Umutsuzluğa ayarlanmış bir be­yin, çabalamanın gereksiz olduğu­na, hiçbir şeyin değişmeyeceğine, yaşanan sıkıntıların daimî olaca­ğına, geleceğin bulanık ve belirsiz olduğuna inanmaktadır. Bir bakı­ma umutsuzluk, geleceğe ipotek koymaktır. Şartların, içinde bulu­nulan olumsuzlukların hiçbir za­man değişmeyeceğine yönelik bir ön kabul içinde bulunmaktır.

Bu durum da bireyi eylemsizliğe it­mektedir.
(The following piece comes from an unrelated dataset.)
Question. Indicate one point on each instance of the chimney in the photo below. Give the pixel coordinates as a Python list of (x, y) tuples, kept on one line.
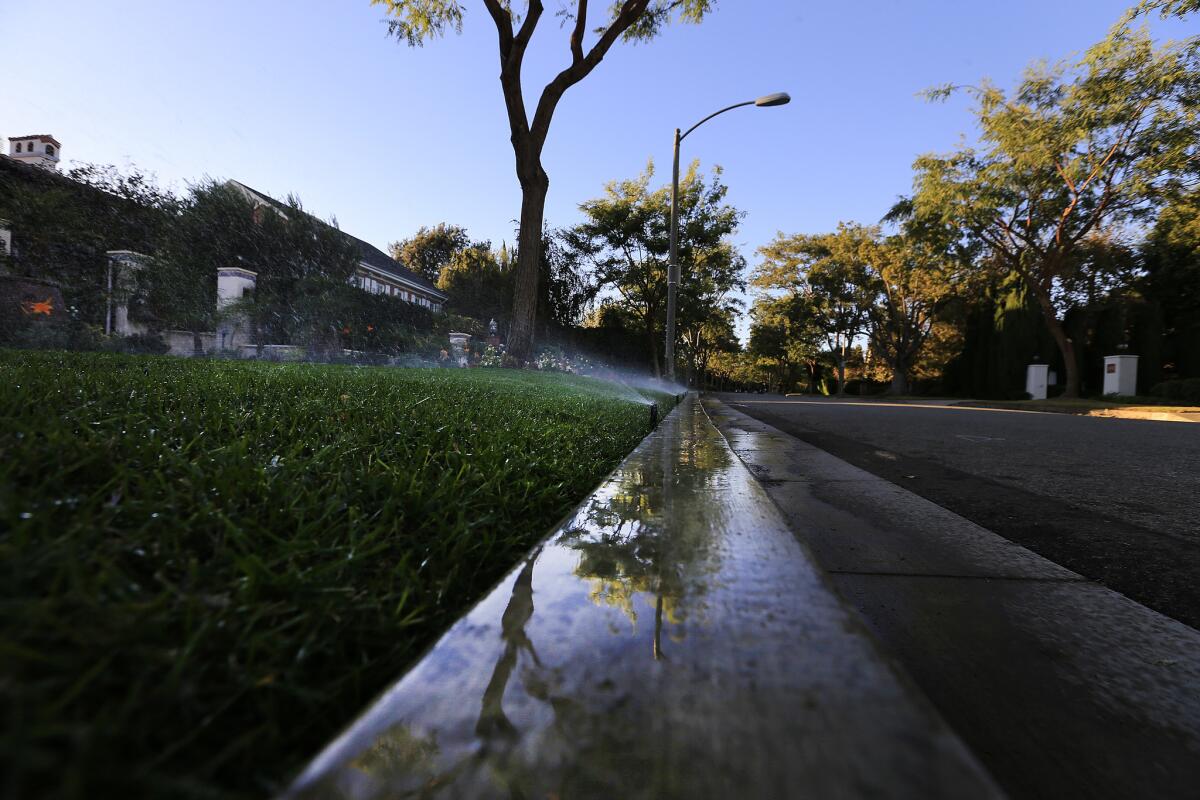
[(40, 149)]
Tüm bunların sonucun­da da umutsuz bireylerde, çaresiz­lik, yaşama isteğinin kaybı, sözel ve davranışsal ifadelerde azalma, pa­siflik, kavramada bozulma; prob­lem çözme, karar verme, hayal et­me ve arzu etme yeteneklerinde azalma; cesaret yitimi, kendini yo­lun sonunda hissetme, gerginlik ve sinirlilik hali; karamsarlık ve anhe­doni (hiçbir şeyden zevk alamama) gibi durumlar görülebilmektedir. Bu ruh hali içinde olmak da doğal olarak depresyona ve intihara da­vetiye çıkarmaktadır. Casey Gwin bu durumu, “Umudun kaybolma­sı, bazen öfke, bazen çaresizlik ve en sonunda da ‘hiçbir şey değişme­yecek’, ‘artık hiçbir şey umurum­da değil’ şeklinde ilgisizlik olarak kendini gösterir” diyerek ifade et­mektedir.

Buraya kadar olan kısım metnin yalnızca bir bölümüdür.